Two Schools of Classical Counterinsurgency
Discussion of the new Iraq strategy, and General Petraeus’s recent Congressional testimony have raised the somewhat obvious point that the word “counterinsurgency” means very different things to different people. So it may be worth sketching in brief outline the two basic philosophical approaches to counterinsurgency that developed over the 20th century (a period which I have written about elsewhere as “Classical Counterinsurgency”). These two contrasting schools of thought about counterinsurgency might be labeled as “enemy-centric” and “population-centric”.
The enemy-centric approach basically understands counter-insurgency as a variant of conventional warfare. It sees counterinsurgency as a contest with an organized enemy, and believes that we must defeat that enemy as our primary task. There are many variants within this approach, including “soft line” and “hard line” approaches, kinetic and non-kinetic methods of defeating the enemy, decapitation versus marginalization strategies, and so on. Many of these strategic concepts are shared with the population-centric school of counterinsurgency, but the philosophy differs. In a nut-shell, it could be summarized as “first defeat the enemy, and all else will follow”.
The population-centric approach understands counter-insurgency as fundamentally a control problem, or even an armed variant of government administration. It believes that establishing control over the population, and the environment (physical, human and informational) in which that population lives, is the essential task. Again, there are many variants within this approach, including some very hard-line methods and some softer approaches, but the underlying philosophy is “first control the population, and all else will follow”.
(Note that we’re talking about classical counter-insurgency theory here, not modern counter-insurgency practice, so much. Also, I’m not suggesting one school is always right and the other always wrong — both can be well-done, and both can be hopelessly counterproductive if done badly. The key to “good counterinsurgency practice” is the agile integration of civil and military measures across security, economic, political and information tracks — and this is something that has to be done regardless of which approach you adopt, and is just as necessary in both).
Now, some people are quite committed to one or the other school of thought (Galula, for example, flatly states that the population-centric approach is always correct, and the new FM 3-24 takes a similar but less absolute stance). But my experience has been that both are applicable in varying degrees in most insurgencies, and at different times in the life of any one insurgency – since, over time, the nature of insurgencies shifts.
The real art is to “read the battle” and understand how it is developing, fast enough to adapt. Neither the enemy-centric nor the population-centric approaches are always or universally appropriate — there is no cookie-cutter, and no substitute for situation-specific analysis informed by extremely deep local area and cultural knowledge.
As an example of the need to read the battle and adapt, I hope you will forgive a brief personal anecdote. In Timor in 1999 I worked closely with village elders in the border districts. I sat down with several of them one afternoon to discuss their perception of how the campaign was progressing, and they complained that the Australians weren’t securing them in the fields and villages, that they felt unsafe because of the militia (the local term for cross-border guerrillas) and that we needed to do more to protect them. In actual fact, we were out in large numbers, securing the border against infiltration, patrolling by night, conducting 14 to 21-day patrols in the jungle to deny the militias a chance to build sanctuaries, and working in close in the villages to maintain popular support. There had not been a single successful attack by the insurgents on the population for more than two months. So, “objectively”, they were secure. But — and this is the critical point — because our troops were sneaking around in the jungle and at night, staying out of the villagers’ way and focusing on defeating enemy attempts to target the population, they did not see us about, and hence did not feel “subjectively” secure. This was exacerbated by the fact that they had just experienced a major psychological trauma (occupation, insurgency, mass destruction and international intervention) and as a society they needed time and support for a degree of “mental reconstruction”. Based on their feedback (and that of lots of other meetings and observations) we changed our operational approach, became a bit more visible to the population and focused on giving them the feeling, as well as the reality, of safety. Once we did that, it was fine.

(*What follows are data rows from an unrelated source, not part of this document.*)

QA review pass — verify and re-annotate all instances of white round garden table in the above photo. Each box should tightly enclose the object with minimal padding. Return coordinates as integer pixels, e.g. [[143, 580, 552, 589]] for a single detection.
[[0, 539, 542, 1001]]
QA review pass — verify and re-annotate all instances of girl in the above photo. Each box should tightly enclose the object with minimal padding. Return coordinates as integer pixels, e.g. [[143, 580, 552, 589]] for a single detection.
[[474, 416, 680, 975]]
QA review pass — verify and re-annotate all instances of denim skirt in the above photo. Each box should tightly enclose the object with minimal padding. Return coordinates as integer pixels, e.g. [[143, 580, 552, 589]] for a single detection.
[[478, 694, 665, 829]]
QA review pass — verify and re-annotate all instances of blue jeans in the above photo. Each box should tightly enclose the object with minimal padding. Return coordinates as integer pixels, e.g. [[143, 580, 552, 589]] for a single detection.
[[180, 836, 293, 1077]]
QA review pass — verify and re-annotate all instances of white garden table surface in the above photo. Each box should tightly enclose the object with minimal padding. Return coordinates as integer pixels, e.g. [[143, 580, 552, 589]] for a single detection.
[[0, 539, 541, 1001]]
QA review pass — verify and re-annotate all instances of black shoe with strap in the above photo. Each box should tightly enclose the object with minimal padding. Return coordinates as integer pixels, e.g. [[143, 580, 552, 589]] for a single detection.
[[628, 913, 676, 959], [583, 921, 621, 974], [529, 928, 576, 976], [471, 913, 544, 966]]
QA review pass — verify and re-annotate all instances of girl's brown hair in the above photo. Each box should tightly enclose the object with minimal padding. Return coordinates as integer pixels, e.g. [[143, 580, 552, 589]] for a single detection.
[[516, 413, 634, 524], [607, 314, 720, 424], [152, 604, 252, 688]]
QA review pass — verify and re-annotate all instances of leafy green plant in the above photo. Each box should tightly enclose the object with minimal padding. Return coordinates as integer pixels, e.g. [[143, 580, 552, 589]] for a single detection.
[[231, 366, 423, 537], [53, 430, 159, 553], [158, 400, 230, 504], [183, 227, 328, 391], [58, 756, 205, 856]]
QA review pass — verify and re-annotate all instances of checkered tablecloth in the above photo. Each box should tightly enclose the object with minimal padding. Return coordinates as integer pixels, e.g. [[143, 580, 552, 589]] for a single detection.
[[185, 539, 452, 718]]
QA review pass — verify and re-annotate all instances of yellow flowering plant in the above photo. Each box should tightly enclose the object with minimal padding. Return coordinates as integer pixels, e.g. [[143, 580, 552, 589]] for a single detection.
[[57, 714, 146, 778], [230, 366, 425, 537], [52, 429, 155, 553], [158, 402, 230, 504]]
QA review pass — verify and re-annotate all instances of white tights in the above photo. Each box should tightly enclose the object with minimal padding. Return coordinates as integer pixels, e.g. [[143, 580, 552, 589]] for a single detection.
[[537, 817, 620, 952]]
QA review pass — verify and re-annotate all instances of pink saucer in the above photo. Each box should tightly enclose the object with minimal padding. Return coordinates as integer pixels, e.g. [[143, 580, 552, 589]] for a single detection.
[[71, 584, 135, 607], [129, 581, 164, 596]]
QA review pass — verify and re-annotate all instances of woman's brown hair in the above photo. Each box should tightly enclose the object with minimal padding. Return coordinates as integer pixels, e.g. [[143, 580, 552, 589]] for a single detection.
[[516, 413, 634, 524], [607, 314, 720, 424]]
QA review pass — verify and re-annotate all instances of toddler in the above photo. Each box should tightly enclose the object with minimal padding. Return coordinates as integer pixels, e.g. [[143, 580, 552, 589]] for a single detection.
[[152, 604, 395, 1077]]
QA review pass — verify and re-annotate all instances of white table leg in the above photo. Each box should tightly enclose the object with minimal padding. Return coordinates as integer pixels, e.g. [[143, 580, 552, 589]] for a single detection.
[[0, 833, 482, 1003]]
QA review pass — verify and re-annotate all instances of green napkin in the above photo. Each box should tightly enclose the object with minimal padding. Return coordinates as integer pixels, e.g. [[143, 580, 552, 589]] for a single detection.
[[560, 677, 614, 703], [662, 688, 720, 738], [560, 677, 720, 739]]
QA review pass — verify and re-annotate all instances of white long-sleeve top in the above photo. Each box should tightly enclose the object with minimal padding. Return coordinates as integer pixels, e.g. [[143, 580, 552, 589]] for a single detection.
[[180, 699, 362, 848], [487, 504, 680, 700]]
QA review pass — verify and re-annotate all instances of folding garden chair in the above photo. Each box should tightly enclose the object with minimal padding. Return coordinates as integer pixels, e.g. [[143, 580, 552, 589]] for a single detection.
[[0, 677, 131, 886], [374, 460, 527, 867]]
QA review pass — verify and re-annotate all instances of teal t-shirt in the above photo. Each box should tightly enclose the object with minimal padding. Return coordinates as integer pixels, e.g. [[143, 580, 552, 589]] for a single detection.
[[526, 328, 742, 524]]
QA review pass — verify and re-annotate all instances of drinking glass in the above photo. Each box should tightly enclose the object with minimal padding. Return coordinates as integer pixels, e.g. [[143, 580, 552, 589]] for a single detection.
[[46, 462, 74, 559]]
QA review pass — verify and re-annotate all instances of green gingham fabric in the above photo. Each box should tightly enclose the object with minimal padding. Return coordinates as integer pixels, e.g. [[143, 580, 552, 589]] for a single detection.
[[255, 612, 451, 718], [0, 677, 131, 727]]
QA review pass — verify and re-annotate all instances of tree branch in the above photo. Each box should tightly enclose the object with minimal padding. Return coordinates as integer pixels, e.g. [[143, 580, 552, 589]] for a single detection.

In other words, we had to shift from a more enemy-centric approach to a more population-centric approach to adjust to the developing situation. My personal lesson from this experience was that the correct approach is situation-dependent, and the situation changes over time. Therefore the key is to develop mechanisms that allow you to read the environment, to be agile and to adapt, as John Nagl showed so brilliantly in Learning to Eat Soup with a Knife.
So, in summary, two broad philosophical approaches in classical counterinsurgency (and remember it’s classical 20th century counterinsurgency we’re discussing here) — population-centric, and enemy-centric. Both have merit, but the key is to first diagnose the environment, then design a tailor-made approach to counter the insurgency, and – most critically – have a system for generating continuous, real-time feedback from the environment that allows you to know what effect you are having, and adapt as needed.